Apple, Dell and Sony added to Bluetooth patent lawsuit

Apple Store“Apple Inc., Dell Inc., Sony Corp. and five other technology companies were added to a lawsuit over patents covering Bluetooth, threatening their use of a wireless- communication standard that’s in millions of devices,” Jeff St.Onge and Connie Guglielmo report for Bloomberg.

“The nonprofit Washington Research Foundation sued Matsushita Electric Industrial Co., Samsung Electronics Co. and Nokia Oyj over Bluetooth in Seattle federal court in December. Apple, Dell and Sony were added as defendants March 15, along with Logitech International SA, Motorola Inc., Sony Ericsson Mobile Communications AB, Toshiba Corp. and Plantronics Inc., court papers show,” St.Onge and Guglielmo report.

St.Onge and Guglielmo report, “The suit threatens the ability of the computer and device makers to deliver wireless capabilities to customers. The companies are accused of infringing four patents covering technology that lets users exchange data among mobile phones, personal computers and other devices without using cables.”

Full article here.

[Thanks to MacDailyNews Reader “Michael P.” for the heads up.]

44 Comments

  1. The article says that “Bluetooth was invented by an Ericsson AB engineer in the 1990s and developed by Ericsson, Intel Corp., International Business Machines Corp. and Nokia, according to the Bluetooth Special Interest Group, composed of more than 6,000 companies. Sony Ericsson is a joint venture between Sweden’s Ericsson AB and Japan’s Sony.”

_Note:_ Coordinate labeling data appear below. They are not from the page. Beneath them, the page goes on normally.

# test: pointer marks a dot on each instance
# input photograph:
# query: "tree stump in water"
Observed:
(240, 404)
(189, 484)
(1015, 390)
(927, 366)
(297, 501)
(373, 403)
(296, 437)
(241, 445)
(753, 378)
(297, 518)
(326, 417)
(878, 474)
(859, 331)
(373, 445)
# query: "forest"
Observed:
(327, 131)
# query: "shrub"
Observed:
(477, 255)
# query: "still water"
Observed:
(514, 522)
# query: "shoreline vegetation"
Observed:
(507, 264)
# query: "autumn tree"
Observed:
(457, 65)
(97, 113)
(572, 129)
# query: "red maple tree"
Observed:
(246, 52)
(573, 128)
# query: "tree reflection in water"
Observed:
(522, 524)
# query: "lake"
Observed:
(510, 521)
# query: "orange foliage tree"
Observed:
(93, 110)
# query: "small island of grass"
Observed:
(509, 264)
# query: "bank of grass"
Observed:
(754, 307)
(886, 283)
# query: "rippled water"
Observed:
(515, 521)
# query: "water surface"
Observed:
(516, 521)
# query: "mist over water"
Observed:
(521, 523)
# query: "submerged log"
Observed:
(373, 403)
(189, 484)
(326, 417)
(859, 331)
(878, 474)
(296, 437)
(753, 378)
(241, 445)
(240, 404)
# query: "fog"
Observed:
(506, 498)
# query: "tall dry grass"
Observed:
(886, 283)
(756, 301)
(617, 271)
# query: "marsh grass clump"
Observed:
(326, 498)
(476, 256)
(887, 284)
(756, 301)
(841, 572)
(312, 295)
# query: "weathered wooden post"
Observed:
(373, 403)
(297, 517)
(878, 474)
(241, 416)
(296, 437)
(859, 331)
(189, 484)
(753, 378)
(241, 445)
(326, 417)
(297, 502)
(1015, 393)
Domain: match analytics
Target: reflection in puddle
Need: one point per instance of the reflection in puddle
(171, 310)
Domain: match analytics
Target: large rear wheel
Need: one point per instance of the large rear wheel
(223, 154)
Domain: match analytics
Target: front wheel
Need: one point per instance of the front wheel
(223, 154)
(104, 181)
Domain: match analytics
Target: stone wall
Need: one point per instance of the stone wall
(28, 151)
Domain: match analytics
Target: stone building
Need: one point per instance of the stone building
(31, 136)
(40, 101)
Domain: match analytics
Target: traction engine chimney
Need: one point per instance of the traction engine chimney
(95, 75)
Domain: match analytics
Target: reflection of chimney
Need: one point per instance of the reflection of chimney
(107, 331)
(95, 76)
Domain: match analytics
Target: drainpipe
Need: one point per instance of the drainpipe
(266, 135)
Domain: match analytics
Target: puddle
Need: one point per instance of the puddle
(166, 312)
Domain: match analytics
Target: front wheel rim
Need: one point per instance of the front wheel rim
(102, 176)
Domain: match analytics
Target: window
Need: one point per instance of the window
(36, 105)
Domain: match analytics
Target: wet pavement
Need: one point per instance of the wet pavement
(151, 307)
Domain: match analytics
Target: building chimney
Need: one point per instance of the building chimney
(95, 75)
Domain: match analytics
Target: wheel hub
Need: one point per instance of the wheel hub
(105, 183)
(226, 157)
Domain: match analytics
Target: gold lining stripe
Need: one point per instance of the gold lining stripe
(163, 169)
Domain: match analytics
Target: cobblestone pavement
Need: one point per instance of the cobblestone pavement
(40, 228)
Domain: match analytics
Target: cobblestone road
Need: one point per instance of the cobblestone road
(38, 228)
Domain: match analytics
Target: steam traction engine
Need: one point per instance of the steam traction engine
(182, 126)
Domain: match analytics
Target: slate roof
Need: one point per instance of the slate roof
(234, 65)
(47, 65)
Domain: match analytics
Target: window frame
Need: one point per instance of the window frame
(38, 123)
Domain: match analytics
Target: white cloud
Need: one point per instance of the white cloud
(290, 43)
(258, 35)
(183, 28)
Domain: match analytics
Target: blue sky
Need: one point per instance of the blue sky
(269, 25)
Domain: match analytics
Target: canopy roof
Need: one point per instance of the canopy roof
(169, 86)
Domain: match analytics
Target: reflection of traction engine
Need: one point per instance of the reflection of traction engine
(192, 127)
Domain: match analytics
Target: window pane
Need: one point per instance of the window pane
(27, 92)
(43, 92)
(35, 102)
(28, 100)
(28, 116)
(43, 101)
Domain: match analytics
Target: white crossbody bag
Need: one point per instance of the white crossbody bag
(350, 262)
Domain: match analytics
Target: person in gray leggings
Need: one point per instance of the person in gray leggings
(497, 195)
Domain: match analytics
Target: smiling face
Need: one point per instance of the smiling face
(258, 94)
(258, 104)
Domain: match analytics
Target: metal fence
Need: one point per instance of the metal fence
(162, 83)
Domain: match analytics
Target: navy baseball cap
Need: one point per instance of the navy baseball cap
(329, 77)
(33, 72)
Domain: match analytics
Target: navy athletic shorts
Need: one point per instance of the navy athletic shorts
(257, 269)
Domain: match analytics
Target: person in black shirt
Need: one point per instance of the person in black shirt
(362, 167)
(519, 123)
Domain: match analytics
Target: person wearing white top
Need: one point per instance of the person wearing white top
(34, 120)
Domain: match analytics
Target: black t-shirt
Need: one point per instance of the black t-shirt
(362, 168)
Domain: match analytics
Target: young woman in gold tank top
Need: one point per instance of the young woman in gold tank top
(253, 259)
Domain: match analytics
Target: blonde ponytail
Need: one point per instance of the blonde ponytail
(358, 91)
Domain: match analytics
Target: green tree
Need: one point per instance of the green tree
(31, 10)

    Yet many of those firms are named in the suit. What is the relationship betweeen the non-profit firm and those that invented it? And what about the other 6,000 firms in the special-interest group?

    And why add names later not in the original suit?

  2. Bluetooth will simply disappear if this lawsuit is upheld and it becomes too costly or too much trouble for Apple and the other companies. Bluetooth isn’t that great, anyway, and you will see that niche filled in a hurry if Bluetooth becomes non-viable.

  3. Washington Research Foundation is in Seattle, WA. Ring any bells? Boardmember C. Kent Carlson
    is a partner in the law firm Preston, Gates & Ellis. Does “Gates” ring a bell?

    The “Gates” in the firm’s name is William H. Gates, Sr., father of Microsoft founder Bill Gates.

    Preston Gates & Ellis, LLP, also known as Preston Gates, is a law firm with offices in the United States, China and Taiwan. Its main office is in the IDX Tower in Seattle, Washington. Preston Gates is ranked among the top 100 law firms in the United States by both The American Lawyer magazine and the National Law Journal, and has traditionally been considered, along with Perkins Coie, one of the two leading Seattle-based law and lobbying firms.

    Is Microsoft a named defendant? Are you beginning to connect the dots?

  4. @seedavenkc

    If you read a little closer you will find that CSR Plc., the british firm who manufacturer’s bluetooth chips, may have incorporated unlicensed patents into their chips which were subsequently sold to those named in the suit. It should be easy enough to determine whether this case has merit. Examine the chips.

    If the case has merit, are those named in the suit liable to any greater extent than CSR? Perhaps. But only if due diligence is required by the defendants named in the suit to properly test the veracity of CSR’s claims of patent ownership PRIOR to buying and installing the chips into their products.

    Those named in the suit probably went with CSR’s chips because they were cheaper. The other name-brand bluetooth chip manufacturer Broadcom, fully licensed the patents in question and while probably charges more as a result, has a vested interest in this case.

  5. Mr. Reese: Gee, and I thought that extortion was illegal.
    Silly me.

    The RIAA patented extortion. The “the non-profit foundation” received a letter from the RIAA offering to cut its penalty for using extortion without its permission, from $10 million to $6 million, if it can share of the Bluetooth profits.

  6. Another interesting connection between WRF and Microsoft, is their affiliate association with Technology Alliance whose chairman Marty Smith is a retired partner with Preston Gates & Ellis. He has advised Microsoft for over 23 years in intellectual property rights and computer law.

    Technology Alliance is having a luncheon in May and guess who the guest speaker will be? None other than the chair-throwing monkeyboy himself.

  7. i feel sick… is that all that is left in the tank for the .com tech boom of the 90’s? Chasing down old patents for “lost” income on “patented” ideas? Gimme a bloody break here, where’s my old PC? I feel like vomitting on the mobo and claiming some kind of Darwin award.

    PS. I hate the upper echelon world of business. A hundred times worse than politics (just look at the stock exchange).

  8. “i didn’t think anything of it until I started looking at my headers in email and noticed that ANY email I sent out included my computer’s shortname (ie: my WHOLE ENTIRE NAME) in the actual header”

    Funny. I just emailed myself and checked the headers on the received email. I don’t see MY short name anywhere in the headers. I do see my email address several times though. Your email address wouldn’t possibly include your shortname in it, would it?